Kubernetes on AzureStackHub with AKS-Engine and external AD/DNS intigration

We can use AKS Engine to deploy a Kubernetes-Cluster on Azure Stack Hub. So i started to create a Standard Kubernetes-Cluster on Azure Stack Hub, but today we are talking about the ability to use a custom Windows-DNS and Windows-ADS with aks-engine. First of all, we need to create a Virtual Network, two subnets and a ressource group.

What is AKS Engine

AKS Engine provides convenient tooling to quickly bootstrap Kubernetes clusters on Azure. By leveraging ARM (Azure Resource Manager), AKS Engine helps you create, destroy and maintain clusters provisioned with basic IaaS resources in Azure.

Check your Quotas

You need to check if you have enough space left to deploy your servers, if you choose to deploy 3 Master and 3 Worker Nodes with a VM Size of Standard_DS2_v2, you should have space for 12 CPUs. If your subscription doesn’t contain enough quotas, your deployment will fail.

Create a Service Priciple (service account)

You need to create an Azure service principal for the deployment.
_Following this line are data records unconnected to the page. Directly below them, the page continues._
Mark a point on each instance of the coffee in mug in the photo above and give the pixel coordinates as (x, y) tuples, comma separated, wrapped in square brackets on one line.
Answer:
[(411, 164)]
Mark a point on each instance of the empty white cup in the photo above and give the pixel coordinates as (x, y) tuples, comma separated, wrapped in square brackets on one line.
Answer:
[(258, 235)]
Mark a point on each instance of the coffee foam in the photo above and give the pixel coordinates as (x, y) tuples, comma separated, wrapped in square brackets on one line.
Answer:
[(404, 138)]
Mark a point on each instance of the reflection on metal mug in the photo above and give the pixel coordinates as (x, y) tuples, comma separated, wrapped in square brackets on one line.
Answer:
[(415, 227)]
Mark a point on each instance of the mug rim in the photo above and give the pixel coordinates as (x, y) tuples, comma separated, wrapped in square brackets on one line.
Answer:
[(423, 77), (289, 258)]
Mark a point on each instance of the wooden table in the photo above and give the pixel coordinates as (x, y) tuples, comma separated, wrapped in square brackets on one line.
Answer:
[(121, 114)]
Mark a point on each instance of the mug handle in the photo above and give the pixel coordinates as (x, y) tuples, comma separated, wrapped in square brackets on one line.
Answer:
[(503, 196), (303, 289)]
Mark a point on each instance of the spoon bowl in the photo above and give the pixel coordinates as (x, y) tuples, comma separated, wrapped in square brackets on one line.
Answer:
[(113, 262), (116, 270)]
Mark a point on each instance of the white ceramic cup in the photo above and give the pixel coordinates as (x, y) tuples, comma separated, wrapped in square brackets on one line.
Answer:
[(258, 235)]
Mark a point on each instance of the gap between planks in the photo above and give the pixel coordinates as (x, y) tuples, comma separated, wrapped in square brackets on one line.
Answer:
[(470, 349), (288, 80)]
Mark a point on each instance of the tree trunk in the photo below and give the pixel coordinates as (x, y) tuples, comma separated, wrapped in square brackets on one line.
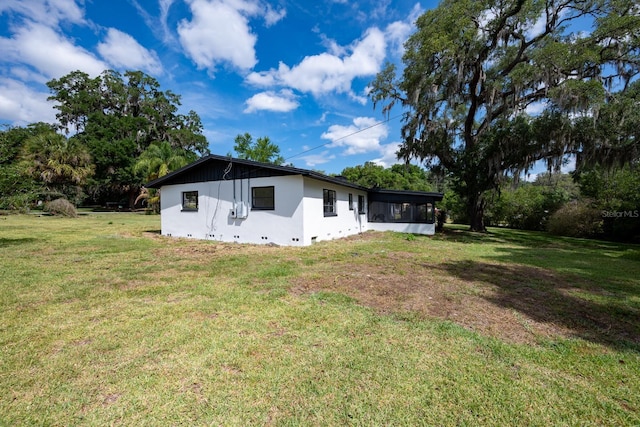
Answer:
[(476, 212)]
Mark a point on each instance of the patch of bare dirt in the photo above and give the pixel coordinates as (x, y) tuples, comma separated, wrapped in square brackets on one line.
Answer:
[(512, 302)]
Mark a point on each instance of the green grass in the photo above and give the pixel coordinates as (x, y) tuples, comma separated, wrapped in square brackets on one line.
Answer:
[(104, 322)]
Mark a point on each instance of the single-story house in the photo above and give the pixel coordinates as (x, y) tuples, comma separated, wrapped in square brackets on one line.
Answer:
[(235, 200)]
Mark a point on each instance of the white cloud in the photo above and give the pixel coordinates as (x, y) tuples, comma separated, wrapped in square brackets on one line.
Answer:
[(23, 105), (219, 33), (389, 156), (282, 101), (123, 51), (273, 16), (49, 12), (313, 160), (48, 52), (326, 72), (363, 136)]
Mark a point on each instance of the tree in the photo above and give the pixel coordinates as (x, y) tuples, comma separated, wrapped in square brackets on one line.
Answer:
[(397, 177), (117, 117), (62, 165), (161, 158), (614, 194), (473, 67), (262, 150), (18, 189)]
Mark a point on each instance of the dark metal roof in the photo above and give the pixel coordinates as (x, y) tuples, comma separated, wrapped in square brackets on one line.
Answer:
[(402, 195), (249, 169), (214, 167)]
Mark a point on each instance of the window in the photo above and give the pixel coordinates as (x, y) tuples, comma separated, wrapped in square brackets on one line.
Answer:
[(262, 198), (361, 204), (405, 212), (329, 201), (189, 200)]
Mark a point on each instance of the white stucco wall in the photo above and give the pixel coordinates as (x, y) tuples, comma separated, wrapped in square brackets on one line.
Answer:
[(213, 220), (347, 222), (298, 218)]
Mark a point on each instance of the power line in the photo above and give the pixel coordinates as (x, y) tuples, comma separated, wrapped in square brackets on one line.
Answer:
[(343, 137)]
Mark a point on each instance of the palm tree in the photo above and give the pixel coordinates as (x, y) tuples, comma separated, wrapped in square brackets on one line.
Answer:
[(63, 165), (157, 160)]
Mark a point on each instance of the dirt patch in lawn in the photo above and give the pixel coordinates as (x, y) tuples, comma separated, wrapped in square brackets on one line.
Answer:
[(516, 303)]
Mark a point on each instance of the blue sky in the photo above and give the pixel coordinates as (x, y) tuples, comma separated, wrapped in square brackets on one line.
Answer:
[(295, 71)]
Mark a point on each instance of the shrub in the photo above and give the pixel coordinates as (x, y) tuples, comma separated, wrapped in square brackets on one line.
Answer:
[(576, 219), (61, 207)]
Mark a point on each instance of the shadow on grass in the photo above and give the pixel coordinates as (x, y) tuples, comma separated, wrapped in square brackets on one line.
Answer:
[(569, 302), (15, 242)]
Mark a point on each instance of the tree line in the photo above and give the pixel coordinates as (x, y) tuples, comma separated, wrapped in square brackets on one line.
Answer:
[(113, 133)]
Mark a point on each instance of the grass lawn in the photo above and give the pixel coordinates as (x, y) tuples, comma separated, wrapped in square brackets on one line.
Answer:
[(105, 322)]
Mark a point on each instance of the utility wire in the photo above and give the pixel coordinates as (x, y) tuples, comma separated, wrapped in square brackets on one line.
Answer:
[(343, 137)]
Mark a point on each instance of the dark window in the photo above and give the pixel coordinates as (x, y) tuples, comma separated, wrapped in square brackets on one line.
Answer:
[(407, 212), (262, 198), (189, 200), (361, 205), (329, 201)]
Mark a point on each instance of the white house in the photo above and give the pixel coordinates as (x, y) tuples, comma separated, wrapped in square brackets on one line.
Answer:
[(235, 200)]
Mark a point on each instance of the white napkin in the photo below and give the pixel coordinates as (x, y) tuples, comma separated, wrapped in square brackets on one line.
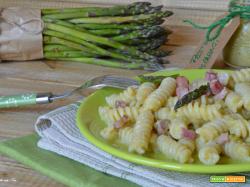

I used one with Password-based authentication.

az ad sp create-for-rbac --name $AKS-SP

please store the service principal name, id and password at a save place. You can create your own keyvault for that. Cause we need the ID and password later. The service principal needs enough privileges to customize the virtual networks and the subnets as well the privileges on the ressource group to add ressources and make changes.

Create a Virtual Network

If you don’t already have a virtual network for your AKS installation, you need to create one. You can decide where to create your virtual network, maybe you already have a network resource group. If you already habe a vnet, you can skip this step.

az network vnet create --address-prefixes 10.222.0.0/16 --name $k8sVnetName --resource-group $RG-NETWORK --subnet-name $KubernetesMasterSubnet --subnet-prefixes 10.222.1.0/25

Create a Subnet

Here you have to decide on the network size and think about the names of the subnet. The following are really only examples of what it might look like.

az network vnet subnet create -g $RG-NETWORK --vnet-name $k8sVnetName -n $KubernetesMasterSubnet --address-prefixes 10.222.1.0/25
az network vnet subnet create -g $RG-NETWORK --vnet-name $k8sVnetName -n $KubernetesWorkerSubnet --address-prefixes 10.222.1.128/25

Create a Ressource Group

We have to create a Ressource Group for our deployment of AKS if we don’t have already a RG.

az group create -l $LOCATION -g $RG-NAME-k8s

Create the deployment file

If we have taken the above steps and our service principle has the right permissions, e.g. at subscription level, we can start to prepare the deployment. For that, we need to install an aks-engine version, after that we have to create a deployment-file kubernetes-azurestack.json.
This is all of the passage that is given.